I have also seen dozens of patients who delayed cancer screening or missed screening entirely during 2020 and then came to me with advanced disease. It is impossible to know which of these individual patients would have been cured. What I can say with certainty is that for a number of our cancer patients, we missed the vital window in which curative therapy would have been an option.
The American Society for Radiation Oncology recently surveyed 117 cancer centers and clinics nationwide regarding the impact of COVID. Two-thirds of radiation oncologists noted that new patients are presenting with more advanced-stage cancers, and 73% reported patients are delaying or missing cancer screenings. While it may be years before we have comprehensive data showing how this global pandemic has affected cancer outcomes, for those of us caring for cancer patients on a daily basis, the devastating impact of COVID on these patients has become clear.

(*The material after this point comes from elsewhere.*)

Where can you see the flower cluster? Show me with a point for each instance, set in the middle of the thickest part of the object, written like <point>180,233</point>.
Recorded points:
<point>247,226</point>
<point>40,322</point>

As a physician, I encourage my patients to take steps to reduce their risk of contracting or spreading COVID. I do everything I can to limit my personal risk of contracting or spreading COVID to my patients.
Thousands of cancer survivors call Cheyenne their home. Many of my patients remain active members of the community during and after their cancer treatment. For these friends, family members and neighbors, the consequences of contracting COVID could be dire.
As you decide what precautions to take – to mask, vaccinate, social distance or not – I urge you to consider the impact that these decisions are having on these resilient and remarkable – but also vulnerable – members of our community.